Luciano Oliveira

Conversas recentes com um velho amigo e professor da Universidade Federal de Sergipe, Afonso Nascimento, têm revirado minha memória e feito virem à tona acontecimentos do tempo em que estudávamos Direito na velha e saudosa Faculdade na Rua da Frente em Aracaju, no início dos anos 70 – apogeu da ditadura militar. Três acontecimentos especialmente, dos quais nem me lembrava mais (esquecimento que certamente Freud explica…), vieram incomodar minha velha e boa consciência de opositor ao regime dos generais. Hoje vou relatar o primeiro deles.

Antes, porém, um pequeno parêntese. Vejam! O regime militar brasileiro foi o mais longo entre aqueles que se instalaram no chamado Cone Sul naquela época. Iniciado em 1964 e radicalizado em 1968, durou pelo menos até o governo de Figueiredo, que assumiu o poder em 1979 já sem os poderes excepcionais do AI-5, revogado por Geisel. Temos então, calculando por baixo, quinze anos de ditadura. Foi um período em que, apesar de submetida a rígidos controles, a atividade política não desapareceu, as instituições da democracia liberal mal ou bem (mais mal que bem, é verdade) funcionavam, e a classe média brasileira ascendeu ao céu do consumo. O que quero dizer com isso é que um regime tão longo não se sustenta no vácuo; que ele, para durar tanto, precisa contar com a cumplicidade da sociedade sobre a qual exerce seu poder exorbitante, mas da qual, em retorno, é merecedor de acomodação, para dizer o mínimo. Tal acomodação é um gradiente: vai do servilismo puro e simples a pequenas atitudes de pusilanimidade, como a que vou relatar, para minha vergonha, quase quarenta anos depois.

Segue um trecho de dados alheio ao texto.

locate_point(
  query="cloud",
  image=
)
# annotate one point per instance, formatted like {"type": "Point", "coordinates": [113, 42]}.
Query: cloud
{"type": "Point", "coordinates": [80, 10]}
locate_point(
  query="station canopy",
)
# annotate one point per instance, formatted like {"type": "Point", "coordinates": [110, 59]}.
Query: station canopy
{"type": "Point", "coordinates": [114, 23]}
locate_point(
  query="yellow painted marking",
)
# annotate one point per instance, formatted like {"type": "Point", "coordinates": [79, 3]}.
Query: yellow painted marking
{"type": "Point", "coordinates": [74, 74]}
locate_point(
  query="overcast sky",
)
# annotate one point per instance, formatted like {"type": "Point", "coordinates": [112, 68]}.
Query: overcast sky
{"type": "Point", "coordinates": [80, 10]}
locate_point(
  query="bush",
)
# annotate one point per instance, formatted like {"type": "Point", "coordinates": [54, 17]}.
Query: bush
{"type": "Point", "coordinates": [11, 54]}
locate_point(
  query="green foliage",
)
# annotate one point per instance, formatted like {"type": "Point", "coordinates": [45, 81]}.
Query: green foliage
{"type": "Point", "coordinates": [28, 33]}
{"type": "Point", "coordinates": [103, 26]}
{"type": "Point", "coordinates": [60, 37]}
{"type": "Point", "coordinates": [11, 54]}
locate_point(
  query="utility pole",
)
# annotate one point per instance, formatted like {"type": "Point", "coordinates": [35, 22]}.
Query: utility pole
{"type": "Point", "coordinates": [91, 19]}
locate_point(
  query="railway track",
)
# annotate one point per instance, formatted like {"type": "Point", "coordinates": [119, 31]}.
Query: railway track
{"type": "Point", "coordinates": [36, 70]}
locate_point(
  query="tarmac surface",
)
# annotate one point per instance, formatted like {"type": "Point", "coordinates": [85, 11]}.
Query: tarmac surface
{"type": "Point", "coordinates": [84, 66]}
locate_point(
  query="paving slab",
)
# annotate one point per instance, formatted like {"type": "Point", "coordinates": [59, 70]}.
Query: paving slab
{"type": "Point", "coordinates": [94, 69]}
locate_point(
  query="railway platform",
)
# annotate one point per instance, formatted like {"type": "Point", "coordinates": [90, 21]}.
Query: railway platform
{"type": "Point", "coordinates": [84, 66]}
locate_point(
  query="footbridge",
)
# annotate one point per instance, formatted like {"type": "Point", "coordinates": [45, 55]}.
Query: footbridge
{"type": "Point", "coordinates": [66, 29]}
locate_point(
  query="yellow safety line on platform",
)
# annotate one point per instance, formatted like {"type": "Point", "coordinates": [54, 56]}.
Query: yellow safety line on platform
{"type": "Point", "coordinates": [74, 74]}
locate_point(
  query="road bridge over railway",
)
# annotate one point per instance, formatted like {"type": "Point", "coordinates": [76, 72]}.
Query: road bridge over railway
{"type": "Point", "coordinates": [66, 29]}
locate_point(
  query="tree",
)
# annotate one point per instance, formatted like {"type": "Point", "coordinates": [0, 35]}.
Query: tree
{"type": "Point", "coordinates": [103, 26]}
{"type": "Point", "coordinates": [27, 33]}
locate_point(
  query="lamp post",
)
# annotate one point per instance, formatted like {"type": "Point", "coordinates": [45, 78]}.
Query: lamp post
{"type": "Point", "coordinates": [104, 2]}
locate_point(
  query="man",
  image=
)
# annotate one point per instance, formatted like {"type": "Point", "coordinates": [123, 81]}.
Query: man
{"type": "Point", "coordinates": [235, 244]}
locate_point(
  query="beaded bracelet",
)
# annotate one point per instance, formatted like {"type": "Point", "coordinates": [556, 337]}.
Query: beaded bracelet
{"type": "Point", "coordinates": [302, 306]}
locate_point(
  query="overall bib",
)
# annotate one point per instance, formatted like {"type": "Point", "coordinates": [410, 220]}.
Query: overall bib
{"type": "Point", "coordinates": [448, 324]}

Corria o ano de 1973 e houve uma excursão de ônibus (hoje seria de avião) a três estados brasileiros que, leitores do Pasquim, conhecíamos por Sul Maravilha: Paraná, São Paulo e Rio de Janeiro. Teoricamente, íamos conhecer experiências presidiárias inovadoras nesses estados. Transporte pago, hospedagem paga etc. Tudo lero-lero. Pessoalmente, não me lembro de ter ido a nenhuma prisão-modelo. De minha parte pelo menos, simplesmente queria conhecer o frio de Curitiba, a garoa do Vale do Anhangabaú e, para deleite final, a Cidade Maravilhosa. Quem podia, se inscreveu para a excursão.

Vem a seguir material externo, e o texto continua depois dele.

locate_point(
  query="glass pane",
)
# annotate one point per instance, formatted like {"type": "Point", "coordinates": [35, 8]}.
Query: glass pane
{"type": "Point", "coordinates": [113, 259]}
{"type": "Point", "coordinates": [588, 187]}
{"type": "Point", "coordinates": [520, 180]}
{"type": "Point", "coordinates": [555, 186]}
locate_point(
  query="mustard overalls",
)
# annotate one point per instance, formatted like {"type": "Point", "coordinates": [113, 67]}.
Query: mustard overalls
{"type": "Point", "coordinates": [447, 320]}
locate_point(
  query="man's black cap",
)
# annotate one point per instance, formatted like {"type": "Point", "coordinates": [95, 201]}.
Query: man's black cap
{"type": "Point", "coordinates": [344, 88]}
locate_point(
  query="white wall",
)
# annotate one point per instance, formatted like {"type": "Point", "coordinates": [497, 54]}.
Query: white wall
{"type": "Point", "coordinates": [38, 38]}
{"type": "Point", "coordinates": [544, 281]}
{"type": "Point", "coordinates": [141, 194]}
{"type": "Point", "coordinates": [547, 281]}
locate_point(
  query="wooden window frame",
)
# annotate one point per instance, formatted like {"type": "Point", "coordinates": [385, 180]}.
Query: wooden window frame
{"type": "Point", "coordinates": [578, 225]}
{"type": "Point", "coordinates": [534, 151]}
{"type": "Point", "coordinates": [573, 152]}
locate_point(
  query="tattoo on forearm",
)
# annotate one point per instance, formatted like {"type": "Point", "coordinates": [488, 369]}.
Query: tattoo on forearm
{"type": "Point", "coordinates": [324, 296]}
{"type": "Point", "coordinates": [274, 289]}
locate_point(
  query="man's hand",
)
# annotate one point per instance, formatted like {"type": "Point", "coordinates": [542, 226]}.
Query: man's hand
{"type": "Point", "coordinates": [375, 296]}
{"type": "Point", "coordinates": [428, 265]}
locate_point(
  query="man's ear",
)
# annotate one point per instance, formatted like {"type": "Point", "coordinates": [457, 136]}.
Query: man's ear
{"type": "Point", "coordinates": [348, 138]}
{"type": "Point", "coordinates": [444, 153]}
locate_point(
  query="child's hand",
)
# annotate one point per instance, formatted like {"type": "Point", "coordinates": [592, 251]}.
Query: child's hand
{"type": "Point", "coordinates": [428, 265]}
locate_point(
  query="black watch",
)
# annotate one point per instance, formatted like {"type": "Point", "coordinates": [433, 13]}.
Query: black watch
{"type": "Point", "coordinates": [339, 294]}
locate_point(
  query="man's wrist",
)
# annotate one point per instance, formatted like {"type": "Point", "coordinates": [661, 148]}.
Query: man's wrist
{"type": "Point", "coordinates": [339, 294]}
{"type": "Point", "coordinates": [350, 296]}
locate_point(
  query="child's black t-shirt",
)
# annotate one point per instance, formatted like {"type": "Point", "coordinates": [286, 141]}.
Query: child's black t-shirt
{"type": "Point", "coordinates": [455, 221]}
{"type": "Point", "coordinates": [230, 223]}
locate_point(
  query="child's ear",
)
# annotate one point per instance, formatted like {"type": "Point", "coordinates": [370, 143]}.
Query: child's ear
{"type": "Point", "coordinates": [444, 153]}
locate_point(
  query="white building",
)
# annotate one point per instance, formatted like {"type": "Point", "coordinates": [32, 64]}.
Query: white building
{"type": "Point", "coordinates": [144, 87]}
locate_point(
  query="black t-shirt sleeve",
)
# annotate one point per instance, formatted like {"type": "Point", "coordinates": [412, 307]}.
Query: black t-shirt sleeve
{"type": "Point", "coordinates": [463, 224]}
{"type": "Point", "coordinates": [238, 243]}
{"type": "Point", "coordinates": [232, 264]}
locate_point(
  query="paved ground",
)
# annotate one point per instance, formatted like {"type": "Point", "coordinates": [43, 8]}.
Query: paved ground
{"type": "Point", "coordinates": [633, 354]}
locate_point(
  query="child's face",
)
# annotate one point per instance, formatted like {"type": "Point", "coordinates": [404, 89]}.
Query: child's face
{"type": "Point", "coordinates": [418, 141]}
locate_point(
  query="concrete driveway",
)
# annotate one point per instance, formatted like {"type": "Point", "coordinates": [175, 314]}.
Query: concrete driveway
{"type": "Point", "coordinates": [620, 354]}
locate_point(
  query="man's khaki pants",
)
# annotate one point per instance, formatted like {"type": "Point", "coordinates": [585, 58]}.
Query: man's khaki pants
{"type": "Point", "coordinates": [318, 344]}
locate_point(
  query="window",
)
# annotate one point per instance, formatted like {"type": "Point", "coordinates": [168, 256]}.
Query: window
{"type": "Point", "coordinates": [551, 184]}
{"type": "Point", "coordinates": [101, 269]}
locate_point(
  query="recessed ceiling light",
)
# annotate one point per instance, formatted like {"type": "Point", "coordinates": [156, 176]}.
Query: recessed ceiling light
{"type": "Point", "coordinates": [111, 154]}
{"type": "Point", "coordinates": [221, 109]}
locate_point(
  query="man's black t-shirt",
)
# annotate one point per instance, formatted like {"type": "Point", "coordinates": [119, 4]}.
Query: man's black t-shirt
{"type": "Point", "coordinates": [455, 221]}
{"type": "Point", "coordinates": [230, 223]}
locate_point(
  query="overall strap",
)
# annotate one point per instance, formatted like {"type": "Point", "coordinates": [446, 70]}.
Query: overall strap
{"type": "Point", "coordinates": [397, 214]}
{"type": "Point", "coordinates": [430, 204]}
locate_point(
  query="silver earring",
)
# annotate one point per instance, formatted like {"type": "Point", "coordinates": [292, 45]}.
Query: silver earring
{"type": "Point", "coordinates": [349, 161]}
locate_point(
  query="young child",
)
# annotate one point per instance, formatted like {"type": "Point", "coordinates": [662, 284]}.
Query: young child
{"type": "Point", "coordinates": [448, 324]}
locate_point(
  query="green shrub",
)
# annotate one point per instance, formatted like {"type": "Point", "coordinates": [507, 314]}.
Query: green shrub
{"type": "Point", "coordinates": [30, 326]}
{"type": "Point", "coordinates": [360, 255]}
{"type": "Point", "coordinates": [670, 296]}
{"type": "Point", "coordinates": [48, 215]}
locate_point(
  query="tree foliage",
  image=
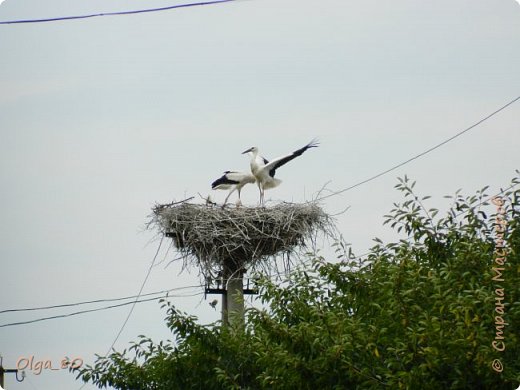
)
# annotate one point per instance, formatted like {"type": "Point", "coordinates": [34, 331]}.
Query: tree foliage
{"type": "Point", "coordinates": [418, 313]}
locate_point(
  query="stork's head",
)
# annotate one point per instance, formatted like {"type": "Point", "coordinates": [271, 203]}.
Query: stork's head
{"type": "Point", "coordinates": [253, 150]}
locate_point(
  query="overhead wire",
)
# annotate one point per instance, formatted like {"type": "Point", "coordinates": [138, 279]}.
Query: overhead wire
{"type": "Point", "coordinates": [420, 154]}
{"type": "Point", "coordinates": [95, 301]}
{"type": "Point", "coordinates": [117, 13]}
{"type": "Point", "coordinates": [94, 310]}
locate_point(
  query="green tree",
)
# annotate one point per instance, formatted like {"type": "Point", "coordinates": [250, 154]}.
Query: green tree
{"type": "Point", "coordinates": [417, 313]}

Entre os inscritos, havia um certo João Ferreira Lima – que chamávamos pelas costas de João-Papa-Doce, apelido cuja procedência não sei até hoje. Pouco importa. Importa é que João Ferreira era esquerdista “das antigas”, um daqueles que na época do secundário tinham se envolvido em atividades então chamadas de subversivas, e o seu nome foi vetado pelo assessor de segurança e informações da UFS, um tipo mirrado de nome Hélio Leão (do qual falarei num outro momento). Ele, João Ferreira, não poderia fazer parte da excursão. Um colega nosso, e barrado! E o que fizemos? Dissemos todos que isso era um absurdo, uma injustiça etc., mas pusemos todos a viola de Geraldo Vandré no saco e fomos. Ninguém fez greve de fome, ninguém fez ato público de protesto, ninguém pichou qualquer parede em apoio a João-Papa-Doce. Enfim, para não ser muito exigente, ninguém mandou sequer tirar o nome da lista de felizardos. Fomos!

Fomos, nos divertimos e voltamos. Estávamos e continuamos todos felizes. Somos todos democratas e alguns de nós querem ajustar contas com o passado. Mas acho que muita gente não se lembra de muita coisa… Depois continuo com essas lembranças pouco heróicas.